Cut the butter into small pieces and place it in a 2-quart saucepan with the sugar. Cook over medium heat, stirring with a heat resistant spatula, until the sugar and butter melt. Raise the heat to medium-high and cook until the mixture turns amber colored, about 5 minutes.
At the same time, bring the cream to a boil in a 1-quart saucepan over medium heat. Stir the cream into the butter mixture until completely smooth. Be careful because the cream will bubble and may spatter when added.
Remove the saucepan from the heat and stir in the vanilla and 1 1/2 teaspoons of the salt until thoroughly blended. Immediately pour the caramel over the chocolate in the bowl. Let it stand for 15 to 30 seconds, then stir together until smooth. Cover the bowl with plastic wrap and cool to room temperature. Chill until thick, about 1 hour.
For the Truffles: Line 2 baking sheets with waxed or parchment paper. Use a 1-inch round ice cream scoop to scoop out the truffles and place them on a baking sheet. Chill uncovered for 20 minutes.
Dust your hands with cocoa powder and roll the truffles into balls.
Melt 7 ounces of chocolate in the top of a double boiler over low heat, stirring frequently. Or melt the chocolate in a microwave-safe bowl on low power for 30-second bursts. Stir after each burst to to make sure that the chocolate is melting evenly.
Remove the top pan of the double boiler, if using, and wipe it dry. Add the remaining 3 ounces of chocolate in 3 stages, stirring until it's completely melted. This tempers the chocolate so it won't have any streaks.

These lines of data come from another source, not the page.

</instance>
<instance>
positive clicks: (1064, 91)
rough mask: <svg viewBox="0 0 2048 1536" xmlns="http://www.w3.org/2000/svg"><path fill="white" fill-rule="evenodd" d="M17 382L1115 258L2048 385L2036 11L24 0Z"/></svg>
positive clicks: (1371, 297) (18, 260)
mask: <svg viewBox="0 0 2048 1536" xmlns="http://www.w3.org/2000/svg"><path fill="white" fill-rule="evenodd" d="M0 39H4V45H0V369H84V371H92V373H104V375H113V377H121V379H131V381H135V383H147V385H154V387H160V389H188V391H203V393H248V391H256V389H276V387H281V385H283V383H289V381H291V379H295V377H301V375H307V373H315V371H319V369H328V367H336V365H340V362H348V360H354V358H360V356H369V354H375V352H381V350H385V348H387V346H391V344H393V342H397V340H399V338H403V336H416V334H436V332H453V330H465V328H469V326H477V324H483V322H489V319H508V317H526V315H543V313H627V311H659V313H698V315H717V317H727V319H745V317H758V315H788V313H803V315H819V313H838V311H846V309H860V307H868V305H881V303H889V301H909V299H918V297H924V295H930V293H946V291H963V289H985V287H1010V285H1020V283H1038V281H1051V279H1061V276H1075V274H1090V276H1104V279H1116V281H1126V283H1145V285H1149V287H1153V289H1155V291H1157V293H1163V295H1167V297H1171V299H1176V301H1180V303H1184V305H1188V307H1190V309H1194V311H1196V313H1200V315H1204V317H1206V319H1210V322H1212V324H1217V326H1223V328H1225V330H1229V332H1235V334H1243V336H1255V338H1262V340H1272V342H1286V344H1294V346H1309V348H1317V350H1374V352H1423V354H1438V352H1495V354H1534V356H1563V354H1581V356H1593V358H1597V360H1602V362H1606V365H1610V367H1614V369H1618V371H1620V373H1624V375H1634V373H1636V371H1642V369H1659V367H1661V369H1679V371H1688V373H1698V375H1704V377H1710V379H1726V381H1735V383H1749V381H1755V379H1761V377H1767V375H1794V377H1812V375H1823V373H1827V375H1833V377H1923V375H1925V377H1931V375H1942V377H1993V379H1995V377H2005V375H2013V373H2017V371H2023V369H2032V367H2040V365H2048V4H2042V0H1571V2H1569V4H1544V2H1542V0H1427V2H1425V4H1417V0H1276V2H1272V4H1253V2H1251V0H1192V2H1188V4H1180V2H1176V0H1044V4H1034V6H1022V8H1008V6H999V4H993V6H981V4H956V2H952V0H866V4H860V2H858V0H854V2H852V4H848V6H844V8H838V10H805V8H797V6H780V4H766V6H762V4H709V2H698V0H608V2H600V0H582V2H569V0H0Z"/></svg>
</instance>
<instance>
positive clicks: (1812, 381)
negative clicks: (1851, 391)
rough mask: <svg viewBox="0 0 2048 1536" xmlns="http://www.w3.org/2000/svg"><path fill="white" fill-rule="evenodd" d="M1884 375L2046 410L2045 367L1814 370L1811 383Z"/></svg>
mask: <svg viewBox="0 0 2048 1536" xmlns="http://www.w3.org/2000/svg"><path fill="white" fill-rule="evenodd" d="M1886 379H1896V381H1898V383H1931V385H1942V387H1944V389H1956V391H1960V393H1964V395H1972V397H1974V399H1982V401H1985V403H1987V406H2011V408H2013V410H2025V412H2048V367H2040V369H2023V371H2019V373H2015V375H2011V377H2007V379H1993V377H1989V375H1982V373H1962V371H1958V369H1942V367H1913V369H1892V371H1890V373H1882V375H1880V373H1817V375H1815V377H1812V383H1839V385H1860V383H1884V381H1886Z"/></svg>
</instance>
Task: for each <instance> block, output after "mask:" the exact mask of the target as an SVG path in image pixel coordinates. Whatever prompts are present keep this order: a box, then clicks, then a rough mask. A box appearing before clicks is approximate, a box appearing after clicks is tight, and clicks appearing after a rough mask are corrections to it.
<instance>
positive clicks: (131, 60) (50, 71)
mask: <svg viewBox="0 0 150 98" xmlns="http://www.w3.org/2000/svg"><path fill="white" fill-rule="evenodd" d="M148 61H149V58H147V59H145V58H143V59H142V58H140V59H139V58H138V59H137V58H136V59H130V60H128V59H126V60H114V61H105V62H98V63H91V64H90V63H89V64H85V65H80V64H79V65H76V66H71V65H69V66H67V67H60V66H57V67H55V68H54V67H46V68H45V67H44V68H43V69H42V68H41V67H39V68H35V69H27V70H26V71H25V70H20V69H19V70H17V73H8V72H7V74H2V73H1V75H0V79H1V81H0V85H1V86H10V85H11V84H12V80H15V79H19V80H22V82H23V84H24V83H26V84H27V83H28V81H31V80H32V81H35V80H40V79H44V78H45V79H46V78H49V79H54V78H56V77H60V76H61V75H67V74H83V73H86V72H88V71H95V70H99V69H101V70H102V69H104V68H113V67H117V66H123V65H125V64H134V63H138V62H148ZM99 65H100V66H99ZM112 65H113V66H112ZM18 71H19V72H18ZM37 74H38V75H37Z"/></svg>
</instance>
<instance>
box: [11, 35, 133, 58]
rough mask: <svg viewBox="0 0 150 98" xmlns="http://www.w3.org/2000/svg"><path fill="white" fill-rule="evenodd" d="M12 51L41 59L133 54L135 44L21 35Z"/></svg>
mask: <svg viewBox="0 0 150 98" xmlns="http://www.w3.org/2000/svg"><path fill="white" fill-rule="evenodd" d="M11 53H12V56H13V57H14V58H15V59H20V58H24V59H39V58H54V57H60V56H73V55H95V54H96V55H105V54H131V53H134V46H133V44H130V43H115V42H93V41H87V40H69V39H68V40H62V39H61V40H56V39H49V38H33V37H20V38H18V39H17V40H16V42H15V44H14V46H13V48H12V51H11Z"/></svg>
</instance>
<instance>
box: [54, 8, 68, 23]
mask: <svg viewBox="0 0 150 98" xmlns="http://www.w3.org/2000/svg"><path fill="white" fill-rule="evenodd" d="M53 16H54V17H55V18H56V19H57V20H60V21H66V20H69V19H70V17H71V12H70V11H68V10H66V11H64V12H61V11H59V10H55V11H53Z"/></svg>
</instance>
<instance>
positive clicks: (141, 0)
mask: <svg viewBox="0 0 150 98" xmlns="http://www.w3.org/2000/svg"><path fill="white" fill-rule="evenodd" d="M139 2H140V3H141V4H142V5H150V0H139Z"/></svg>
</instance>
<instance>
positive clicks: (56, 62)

Keep the chocolate warm over a pan of water that is 2 degrees warmer than the chocolate. Line a baking sheet with waxed or parchment paper.
Place a truffle into the melted chocolate and coat completely. Use a truffle dipper or a plastic fork with the two middle tines broken out to lift the truffle from the chocolate. Let the excess chocolate drip off, then place the truffle on the clean lined baking sheet.
After dipping 5 truffles at a time, sprinkle a few grains of the remaining salt on top of each. Let the truffles set at room temperature or place them in the refrigerator for 15 minutes.
Serve the truffles at room temperature.
Note on storing the truffles: Store the truffles between layers of waxed paper in an airtight container in the refrigerator up to 1 month. To freeze up to 2 months, wrap the container tightly in several layers of plastic wrap and aluminum foil. Use a large piece of masking tape and an indelible marker to label the contents. If frozen, defrost the truffles overnight in the refrigerator and bring to room temperature before serving.